Surgery may be endovascular or open. Endovascular aneurysm repair (EVAR) is preferred. Entry to the aorta is achieved through the femoral or iliac arteries. An expandable stent graft is place inside the lumen of the AAA.

Thoracic aortic aneurysm

Introduction

For introduction, etiology, and classification, see the corresponding pathology 2 topic.

Clinical features

Thoracic aortic aneurysms (TAA) are often asymptomatic but may cause symptoms of compression of adjacent structures. Symptoms may include chest pain, back pain, hoarseness, coughing, and dysphagia.

Ruptured TAA causes severe pain and haemodynamic instability.

Diagnosis and evaluation

X-ray is not used in the evaluation of TAA, but several findings on chest x-ray may suggest TAA, most notably widened mediastinum and enlarged aortic knob.

CT/MR angiography is the gold standard for diagnosis of TAA, which shows an aneurysm > 50% of the normal diameter.

Treatment

The management of TAA is similar as for AAA. Surgery is indicated for symptomatic TAA of any size and asymptomatic TAA > 5,5 cm.

Conservative treatment involves regular surveillance with CT or MRI (1 – 3x a year), normalisation of blood pressure, smoking cessation, and removal of other risk factors.
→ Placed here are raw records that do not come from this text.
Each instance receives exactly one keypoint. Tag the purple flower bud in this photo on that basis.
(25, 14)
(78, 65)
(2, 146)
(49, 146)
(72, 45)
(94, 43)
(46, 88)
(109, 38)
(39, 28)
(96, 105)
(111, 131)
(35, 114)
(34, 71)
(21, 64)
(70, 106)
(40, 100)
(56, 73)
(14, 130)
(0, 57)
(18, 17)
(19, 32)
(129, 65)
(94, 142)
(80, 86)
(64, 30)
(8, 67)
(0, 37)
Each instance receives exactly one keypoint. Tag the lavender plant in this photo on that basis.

Surgery may be endovascular or open.

Aortic dissection

Introduction

For introduction, etiology, and classification, see the corresponding pathology 2 topic.

Clinical features

The typical symptom is a sudden, severe, ripping/tearing form of pain in the chest or back, between the shoulder blades. There may be additional symptoms due to ischaemia of major branches of the aorta or affection of other structures, including:

  • Myocardial infarction – due to involvement of right coronary artery
  • Heart failure, aortic regurgitation – due to involvement of the aortic valve
  • Cardiac tamponade – due to involvement of pericardium
  • Ischaemic stroke or syncope – due to involvement of carotid or brachiocephalic
  • Paraplaegia – due to involvement of spinal/vertebral arteries
  • Upper extremity pulselessness, hypotension – due to involvement of subclavian artery
  • Mesenteric ischaemia – due to involvement of coeliac or mesenteric arteries
  • Haemothorax

Patient may present with either hypertension or hypotension. Involvement of the subclavian artery may cause falsely low blood pressure when measured at the affected arm. A pulse deficit in one arm is suspicious for the diagnosis. A new diastolic murmur may be a sign of aortic regurgitation due to dissection of the aortic valve.

Diagnosis and evaluation

X-ray may be the initial evaluation and may show widened mediastinum and it may be normal.

The gold standard is CT angiography. Visualisation of two lumen or an intimal dissection flap gives the diagnosis. Echocardiography should always be performed to look for cardiac complications.

ECG should always be performed to look for inferior AMI.

Treatment

So-called anti-impulse therapy, involving medical treatment to decrease BP and HR (which reduces stress on the aortic wall), is always indicated. This involves beta blockers and vasodilators (nitroprusside/nicardipine).

Emergency surgery is indicated for Stanford type A dissections, and Stanford type B dissections with complications. Uncomplicated Stanford type B dissections has lower mortality when treated conservatively rather than with surgery.

Surgery involves the replacement of the affected part of the aorta with a prosthesis, or the insertion of a stent graft, or a combination of the two. An affected aortic valve must be replaced.

Possible procedures include Bentall procedure, Frozen elephant trunk, etc.